Thanks to the overwhelming tide of attention that Ashton received overseas, Just Married almost earned the working title of Dude, Where’s My Gondola?

"We were doing scenes like in the Piazza San Marco, and this crowd of like 100 people would come around and applaud. It was kinda cool," says Kutcher in a tone not too dissimilar to those of his blissfully unaware characters.

"We were working feverishly, and going in gondolas down the canals and people on the bridges would start yelling 'Dude, Where’s My Car?' at me. Which was kind of weird, because it was in an Italian accent."

As far as the romance that ensued from his canal-riding footsy-playing with Brittany Murphy, their so-in-love status, as seen on MTV and everywhere else, wasn’t as quickly recognized.

"We met during the movie, and then we went off and did our own movies. And then ten months after we finished the film, we started hanging out, and that’s when that really got going," says Kutcher coyly. Those who believe this match made in publicists' heaven might be a well-timed stunt to plug this Fox film, stay tuned to an awards show near you. They’ve done many presenter appearances together, so it will remain to be seen if they stay hitched after the film’s release.

In an attempt to get beyond being known as the comic sidekick or love interest, he executive-produced a film with a more scientific and serious side. Hopefully, the project, titled The Butterfly Effect, will help him dispel vehicularly-challenged films for years to come.

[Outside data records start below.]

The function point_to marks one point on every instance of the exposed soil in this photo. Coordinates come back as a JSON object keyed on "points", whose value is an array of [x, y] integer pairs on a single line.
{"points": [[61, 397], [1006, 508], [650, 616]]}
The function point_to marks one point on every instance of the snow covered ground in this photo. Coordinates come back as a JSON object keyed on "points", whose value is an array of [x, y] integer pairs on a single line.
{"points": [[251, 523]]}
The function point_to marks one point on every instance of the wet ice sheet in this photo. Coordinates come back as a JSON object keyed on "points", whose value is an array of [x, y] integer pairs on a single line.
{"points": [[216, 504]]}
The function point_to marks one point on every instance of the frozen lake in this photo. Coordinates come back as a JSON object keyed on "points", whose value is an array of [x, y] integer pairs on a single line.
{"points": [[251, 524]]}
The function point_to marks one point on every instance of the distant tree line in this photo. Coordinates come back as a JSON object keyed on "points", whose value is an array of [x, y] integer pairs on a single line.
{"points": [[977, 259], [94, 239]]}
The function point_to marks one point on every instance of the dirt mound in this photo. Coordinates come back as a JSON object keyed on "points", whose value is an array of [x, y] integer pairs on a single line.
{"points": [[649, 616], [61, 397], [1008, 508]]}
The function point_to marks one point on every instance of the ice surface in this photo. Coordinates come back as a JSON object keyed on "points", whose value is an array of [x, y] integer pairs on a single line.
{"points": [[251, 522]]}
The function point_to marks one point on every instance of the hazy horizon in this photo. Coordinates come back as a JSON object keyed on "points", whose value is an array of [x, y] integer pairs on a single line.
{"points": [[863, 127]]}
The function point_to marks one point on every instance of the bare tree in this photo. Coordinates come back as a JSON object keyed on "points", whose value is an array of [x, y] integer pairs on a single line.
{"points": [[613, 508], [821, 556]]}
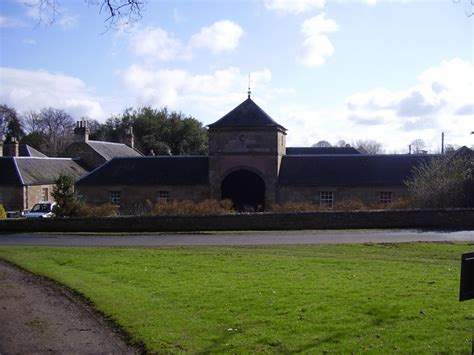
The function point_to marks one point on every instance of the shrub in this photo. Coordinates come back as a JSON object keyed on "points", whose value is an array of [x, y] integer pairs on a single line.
{"points": [[188, 207], [3, 213], [446, 181]]}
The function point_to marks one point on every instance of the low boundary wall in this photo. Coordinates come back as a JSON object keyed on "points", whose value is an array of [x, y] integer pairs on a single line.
{"points": [[419, 219]]}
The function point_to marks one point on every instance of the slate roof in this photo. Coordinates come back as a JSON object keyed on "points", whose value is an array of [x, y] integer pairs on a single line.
{"points": [[348, 170], [111, 150], [24, 150], [159, 170], [320, 150], [247, 114], [37, 170], [8, 172]]}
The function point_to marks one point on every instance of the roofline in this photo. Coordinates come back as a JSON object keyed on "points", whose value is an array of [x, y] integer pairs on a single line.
{"points": [[18, 171]]}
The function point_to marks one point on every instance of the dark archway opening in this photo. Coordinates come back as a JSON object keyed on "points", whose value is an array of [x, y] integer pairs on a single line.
{"points": [[246, 190]]}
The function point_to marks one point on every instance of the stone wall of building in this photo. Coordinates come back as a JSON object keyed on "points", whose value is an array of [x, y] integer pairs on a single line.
{"points": [[37, 193], [256, 150], [367, 194], [11, 197], [131, 197]]}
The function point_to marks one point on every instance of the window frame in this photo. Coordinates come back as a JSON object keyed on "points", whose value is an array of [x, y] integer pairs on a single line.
{"points": [[115, 197], [164, 196], [385, 197], [326, 199]]}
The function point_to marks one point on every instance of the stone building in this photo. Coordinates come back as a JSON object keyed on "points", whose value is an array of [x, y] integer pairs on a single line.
{"points": [[25, 181], [95, 153], [249, 163]]}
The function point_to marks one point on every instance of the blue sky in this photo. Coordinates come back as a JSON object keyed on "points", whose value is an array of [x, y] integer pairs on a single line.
{"points": [[393, 71]]}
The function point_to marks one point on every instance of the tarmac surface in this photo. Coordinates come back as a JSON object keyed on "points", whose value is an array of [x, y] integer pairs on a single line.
{"points": [[236, 238]]}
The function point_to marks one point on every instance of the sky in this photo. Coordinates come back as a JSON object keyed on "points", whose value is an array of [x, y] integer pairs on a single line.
{"points": [[391, 71]]}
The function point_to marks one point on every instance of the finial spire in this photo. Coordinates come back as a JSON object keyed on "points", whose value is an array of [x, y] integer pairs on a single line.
{"points": [[249, 92]]}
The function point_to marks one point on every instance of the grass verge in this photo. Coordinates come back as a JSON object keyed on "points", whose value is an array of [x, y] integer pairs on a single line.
{"points": [[337, 298]]}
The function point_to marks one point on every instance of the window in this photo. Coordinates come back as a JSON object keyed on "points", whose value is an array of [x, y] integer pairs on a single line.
{"points": [[115, 197], [326, 199], [44, 194], [385, 197], [163, 196]]}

"It's pretty intense. It's about a guy who has the ability to change his past," he says of the time-jumping sci-fi film, which is tentatively scheduled for an April release from New Line. "By doing so, he [changes] his present day. So he ends up chasing his own tail, because every time he changes something, something horrible happens to someone he loves."

Actors frequently struggle to escape the spark that ignites their careers. Even Tom Hanks, with two Oscars and a handful of serious and acclaimed roles under his belt, will always be a Bosom Buddy to '80s-era TV viewers. Thanks to the huge run of his hit Fox comedy, Kutcher will surely always be known as that guy from That ‘70s Show.

However, the transition has been quite smooth for him, since he’s chosen to play characters that are similar to Michael Kelso, his befuddled small screen persona. The one thing he does miss when he’s on a film set is the "instant gratification" of doing a show in front of a live audience. But the step up to movies is a welcome one, since time can lead to more growth in his characters.

"You cannot even compare the two. But they take the same kind of skills. You get to be more focused on a film though, and can get a little more detailed with things and have more options. You shoot something over the course of a few days on a film, but on the TV show, you shoot it all at once in one day."

His return to the small screen might get him recognized as the next Johnny Knoxville or Jamie Kennedy. Kutcher will conduct an experiment of his own for MTV with "a reality show that is based on my wicked imagination and messing with my friends."

"It’s a guerilla —style candid camera show," he says of his jump into the reality arena. "It’s right on the edge of what we’re allowed to do. We’re really going to be messing with people."

One can already see the warning statement that flashes on the screen before most of MTV's raucous reality programming: Dude, Don’t Try This At Home!